Sünenlerden birinde şu olay anlatılıyor: Hz. Peygamber (s.a.) ve ar­kadaşları bir yolculukta birlikte idiler. Hz. Peygamber (s.a.) arkadaşlarının yük develeri üzerinde kırmızı çizgili örtüler gördü. "Şu kırmızılığın sizi yenilgiye uğrattığını görüyorum, dikkat edin." buyurdu. Allah Rasulü'nün (s.a.) bu sözleri üzerine depara kalktık. Öyle ki, develerimizden biri ürküp kaçtı. Örtüleri ellerimizle tutup çekip kopardık" Hadisi Ebu Davud rivayet etmiştir.[221]

Kırmızı elbise, kumaş vs. giymenin caizliğinde şüphe gözükmektedir. Mekruhluğu ise gerçekten kuvvetlidir. Hz. Peygamber'in (s.a.) sade kırmı­zı giymiş olabileceği nasıl düşünülebilir? Hayır, hayır... Allah, onu bundan korumuştur. Şüphe yalnızca "kırmızı hülle" sözünden kaynaklanmıştır. En iyi bilen Allah'tır.

Hz. Peygamber (s.a.) gerek alemli, gerek sade hamîsa (dört köşeli, iki tarafı zencefilli bir tür siyah aba) giymiştir. Siyah elbise de giymiştir. Ayrıca kenarlarına ince ipek çekilmiş kürk de giymiştir.

İmam Ahmed ve Ebu Davud kendi senedleriyle Enes b. Mâlik'in: "Bi­zans imparatoru Hz. Peygamber'e (s.a.) ipek bir müşte hediye etti. Hz. Peygamber (s.a.) onu giyindi. Müştenin, Hz. Peygamber'in (s.a.) kolunda sallanışı, kımıldanışı hâlâ gözlerimin önünde." dediğini rivayet ederler.[222] ei-Esmaî: "Müşte, yenleri uzun kürke denir" diyor. Hattâbî der ki: "Bu müştenin, kenarları ipekle çevrilmiş olmalıdır. Zira kürkün kendisi ipek olmaz."

Hz. Peygamber (s.a.) sirval (şalvar, geniş pantolon yahut uzun-geniş külot) satın almıştır. Görünen o ki, bunu giymek için satın almıştır. Birçok hadiste sirval giydiği rivayet edilmiştir. Sahabîler de O'nun izniyle sirval giyerlerdi.

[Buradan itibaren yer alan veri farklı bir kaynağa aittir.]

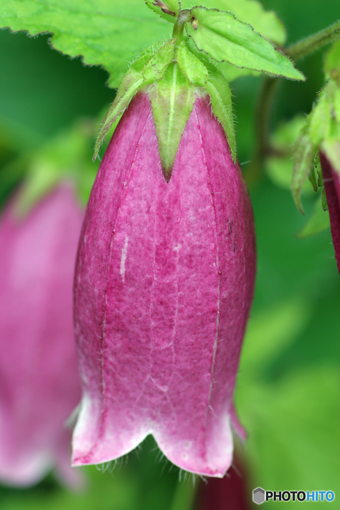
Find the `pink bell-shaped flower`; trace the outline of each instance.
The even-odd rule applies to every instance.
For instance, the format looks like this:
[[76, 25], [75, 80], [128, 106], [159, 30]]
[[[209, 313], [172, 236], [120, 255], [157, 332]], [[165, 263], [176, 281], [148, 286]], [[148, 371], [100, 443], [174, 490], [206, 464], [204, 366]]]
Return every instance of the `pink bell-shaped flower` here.
[[340, 175], [332, 168], [326, 156], [320, 151], [326, 196], [327, 199], [333, 245], [340, 274]]
[[209, 101], [196, 96], [168, 183], [143, 91], [99, 168], [75, 277], [83, 397], [73, 465], [124, 455], [149, 434], [188, 471], [221, 477], [231, 463], [254, 229]]
[[67, 185], [23, 219], [14, 209], [0, 222], [0, 481], [30, 485], [57, 464], [72, 483], [65, 421], [81, 398], [72, 284], [84, 214]]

Mest ve "tâsûme" adlı ayakkabı giymiştir. Yüzük takınmıştır. "Yüzü­ğü sağ eline mi, sol eline mi takmıştır?" Bu konuda hadisler arasında ihti­laf vardır. Ama hadislerin hepsi de sahih senedlidir.

"Hûze = tolga" adlı bir miğfer ve "zerdiyye = örgülü zırh" adında bir zırh giyinmiştir. Uhud savaşında iki zırhı üstüste birbirine geçirerek giyin­miştir.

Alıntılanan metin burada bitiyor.